In a notice issued last week, the Zouping city in the northern province of Shandong said wedding guests would be banned from stripping, tying up, or putting chains on the bride and groom.
Guests are also banned from humiliating or sexually harassing the bride and bridesmaids, such as kissing or hugging them against their wills, according to the notice.
Other forbidden practices include applying or pouring “foreign objects” onto the body of the newlywed, forcing them to make “indecent” performances, and making them wear “indecent” signs.
Those who violate the rules could be given administrative or criminal penalties, the notice says.
The ban reflects a cultural shift as young urban Chinese increasingly see the games as distasteful, although the custom remains popular in some regions in China, especially rural areas.
Extreme cases of wedding hazing have previously made national headlines.
In 2018, friends of a 24-year-old groom in the southwestern province of Guizhou stripped him to his underwear and poured ink all over him. The groom was then hit by a car as he was running away from the friends, according to Chinese media reports.

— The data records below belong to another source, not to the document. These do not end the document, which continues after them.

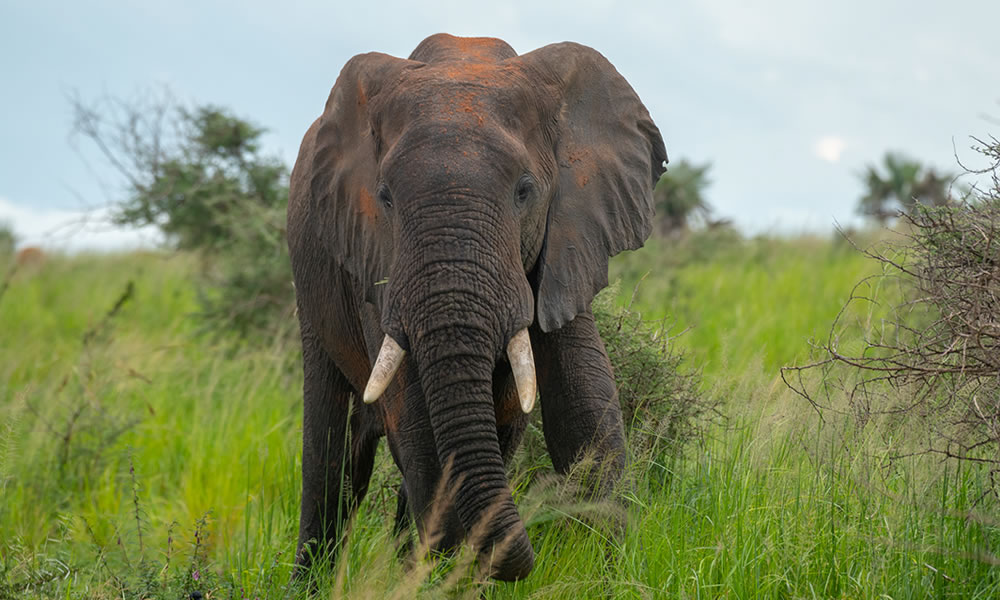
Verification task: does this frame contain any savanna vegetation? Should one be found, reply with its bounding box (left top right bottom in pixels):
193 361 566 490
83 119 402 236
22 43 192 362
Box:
0 101 1000 600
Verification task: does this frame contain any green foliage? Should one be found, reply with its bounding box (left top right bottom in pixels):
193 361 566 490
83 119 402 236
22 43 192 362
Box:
610 228 878 382
75 93 294 336
0 239 1000 600
592 281 714 455
788 140 1000 468
857 152 953 225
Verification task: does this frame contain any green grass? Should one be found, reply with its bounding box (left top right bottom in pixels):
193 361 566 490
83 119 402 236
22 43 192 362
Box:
0 239 1000 600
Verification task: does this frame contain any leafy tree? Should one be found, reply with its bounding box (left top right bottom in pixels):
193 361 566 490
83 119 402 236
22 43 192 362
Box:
857 152 952 226
73 94 294 335
653 159 712 236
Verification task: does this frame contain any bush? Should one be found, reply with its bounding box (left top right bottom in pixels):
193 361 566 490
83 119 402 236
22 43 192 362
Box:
73 93 294 337
782 139 1000 472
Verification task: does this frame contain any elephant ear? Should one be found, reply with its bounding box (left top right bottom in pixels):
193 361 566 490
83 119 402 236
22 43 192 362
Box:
288 52 420 302
515 42 667 332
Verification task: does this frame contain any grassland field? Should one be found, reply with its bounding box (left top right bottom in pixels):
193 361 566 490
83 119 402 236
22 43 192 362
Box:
0 231 1000 600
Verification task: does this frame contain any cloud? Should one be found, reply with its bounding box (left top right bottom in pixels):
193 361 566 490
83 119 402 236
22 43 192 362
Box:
0 196 163 252
813 135 847 163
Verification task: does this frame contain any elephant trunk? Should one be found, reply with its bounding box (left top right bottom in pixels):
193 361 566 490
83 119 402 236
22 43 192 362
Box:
413 325 534 580
383 195 534 580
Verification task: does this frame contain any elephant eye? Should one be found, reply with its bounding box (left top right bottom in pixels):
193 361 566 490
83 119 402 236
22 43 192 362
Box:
514 174 535 204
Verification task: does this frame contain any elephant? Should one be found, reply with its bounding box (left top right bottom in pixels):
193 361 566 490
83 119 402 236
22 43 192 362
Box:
287 34 667 580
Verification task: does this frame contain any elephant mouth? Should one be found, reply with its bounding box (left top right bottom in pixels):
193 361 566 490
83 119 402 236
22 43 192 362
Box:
363 328 538 414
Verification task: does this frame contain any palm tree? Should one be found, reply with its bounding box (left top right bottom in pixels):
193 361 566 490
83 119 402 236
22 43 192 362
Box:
857 152 951 226
653 159 712 236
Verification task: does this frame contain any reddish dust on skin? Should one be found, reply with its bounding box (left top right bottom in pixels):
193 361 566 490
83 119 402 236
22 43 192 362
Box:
358 188 375 221
566 149 597 188
358 79 368 106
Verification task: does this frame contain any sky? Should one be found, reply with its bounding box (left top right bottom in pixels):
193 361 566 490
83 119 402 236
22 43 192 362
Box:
0 0 1000 249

And in Shandong province, two teenage bridesmaids were sexually harassed at a wedding in 2013, leaving one of them with post-traumatic stress disorder, authorities said. At least six men were later jailed on molestation charges.

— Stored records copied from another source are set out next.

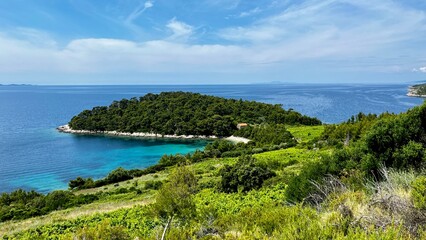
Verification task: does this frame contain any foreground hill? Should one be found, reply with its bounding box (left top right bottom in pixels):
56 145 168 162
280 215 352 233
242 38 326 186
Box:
69 92 321 136
0 99 426 239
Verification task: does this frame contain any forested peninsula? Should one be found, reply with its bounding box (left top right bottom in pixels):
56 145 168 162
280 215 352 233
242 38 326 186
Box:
4 93 426 240
64 92 321 137
407 83 426 98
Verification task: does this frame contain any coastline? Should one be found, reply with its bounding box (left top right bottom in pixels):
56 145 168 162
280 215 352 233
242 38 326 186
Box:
56 124 250 143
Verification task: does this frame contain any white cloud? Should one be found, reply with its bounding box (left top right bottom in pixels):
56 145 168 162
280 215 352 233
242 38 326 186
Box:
166 18 194 40
238 7 262 18
0 0 426 83
204 0 241 10
412 66 426 73
125 1 154 25
144 1 154 9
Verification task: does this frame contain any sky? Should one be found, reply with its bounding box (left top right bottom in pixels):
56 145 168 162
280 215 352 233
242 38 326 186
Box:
0 0 426 85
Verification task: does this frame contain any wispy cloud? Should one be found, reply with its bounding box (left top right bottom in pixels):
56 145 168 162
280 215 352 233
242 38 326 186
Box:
124 0 154 35
412 66 426 73
0 0 426 84
236 7 262 18
203 0 241 10
166 17 194 40
126 1 154 23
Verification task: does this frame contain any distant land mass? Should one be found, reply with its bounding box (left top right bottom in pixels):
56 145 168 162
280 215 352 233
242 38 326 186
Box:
407 83 426 98
65 92 321 137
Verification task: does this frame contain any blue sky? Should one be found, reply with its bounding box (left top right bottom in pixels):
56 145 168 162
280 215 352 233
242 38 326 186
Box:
0 0 426 84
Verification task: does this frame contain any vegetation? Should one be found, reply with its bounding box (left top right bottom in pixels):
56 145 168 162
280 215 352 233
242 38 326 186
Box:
0 189 99 222
4 96 426 239
220 156 275 193
69 92 321 136
409 84 426 96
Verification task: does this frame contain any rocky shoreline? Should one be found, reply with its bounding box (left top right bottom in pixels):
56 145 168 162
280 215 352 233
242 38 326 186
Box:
56 124 250 143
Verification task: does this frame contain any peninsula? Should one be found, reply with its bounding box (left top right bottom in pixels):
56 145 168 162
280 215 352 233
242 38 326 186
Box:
58 92 321 138
407 83 426 98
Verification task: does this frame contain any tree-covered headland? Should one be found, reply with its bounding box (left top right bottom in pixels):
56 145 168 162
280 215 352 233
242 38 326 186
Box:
69 92 321 136
0 94 426 239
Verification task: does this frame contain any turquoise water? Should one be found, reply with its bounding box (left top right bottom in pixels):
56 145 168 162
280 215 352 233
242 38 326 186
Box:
0 84 423 192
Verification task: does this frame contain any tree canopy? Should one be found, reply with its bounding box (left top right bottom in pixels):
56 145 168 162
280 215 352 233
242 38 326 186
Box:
69 92 321 136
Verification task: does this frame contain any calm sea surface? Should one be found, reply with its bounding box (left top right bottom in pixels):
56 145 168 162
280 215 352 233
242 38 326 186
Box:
0 84 423 192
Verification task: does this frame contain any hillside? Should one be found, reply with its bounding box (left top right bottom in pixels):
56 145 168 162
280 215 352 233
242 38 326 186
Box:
0 103 426 239
69 92 321 136
407 83 426 97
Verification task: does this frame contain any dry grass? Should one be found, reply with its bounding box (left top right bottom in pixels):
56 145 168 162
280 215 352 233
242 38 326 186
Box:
306 169 426 237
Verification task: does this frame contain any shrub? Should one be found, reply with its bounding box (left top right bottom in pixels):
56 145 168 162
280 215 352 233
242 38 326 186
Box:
220 156 275 193
411 176 426 209
145 181 163 190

Many internet users responding to news of the ban say they are against the prevalent sexual harassment at weddings, but some also question whether or not the newlyweds will actually report their guests to authorities if they are simply following a wedding tradition.

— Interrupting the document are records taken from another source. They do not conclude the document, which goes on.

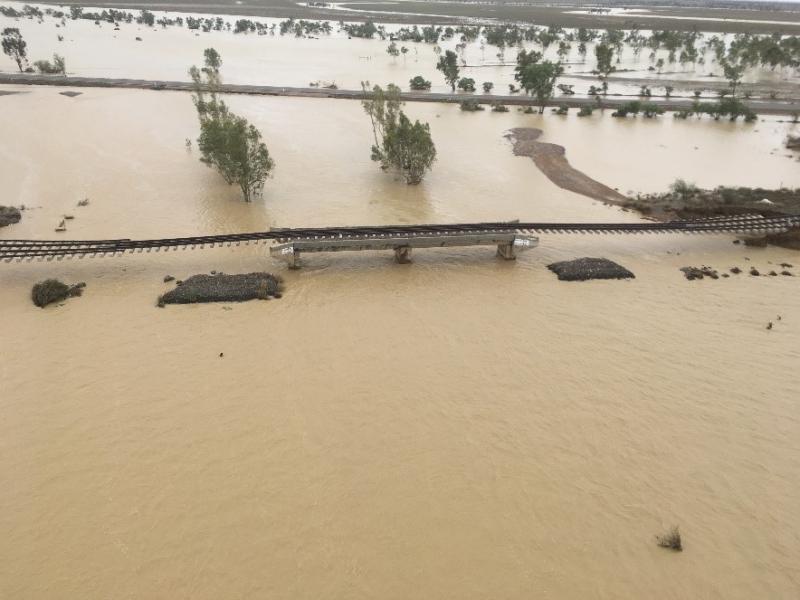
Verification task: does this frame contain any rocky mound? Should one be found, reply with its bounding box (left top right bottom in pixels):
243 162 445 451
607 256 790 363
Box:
31 279 86 308
158 273 282 306
0 206 22 227
547 258 636 281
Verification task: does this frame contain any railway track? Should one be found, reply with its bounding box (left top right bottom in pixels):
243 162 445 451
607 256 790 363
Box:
0 215 800 262
0 73 798 115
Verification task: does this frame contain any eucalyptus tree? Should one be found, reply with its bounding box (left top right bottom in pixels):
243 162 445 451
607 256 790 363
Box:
436 50 459 92
2 27 28 73
361 82 436 185
189 48 275 202
594 44 615 93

Yang Hu, a sociologist at Lancaster University, wrote in a 2016 column on the Conversation that the wedding stunts tend to target women in regions with more traditional gender norms, while the games are sometimes played on groomsmen in places with more liberal gender norms.
“Although sex remains a taboo in the public sphere for most Chinese people, wedding occasions seem to legitimize the explicit expression of sexual desire for some men, which can result in sexual harassment and abuse in some instances,” he wrote, adding that many female victims might choose to remain silent.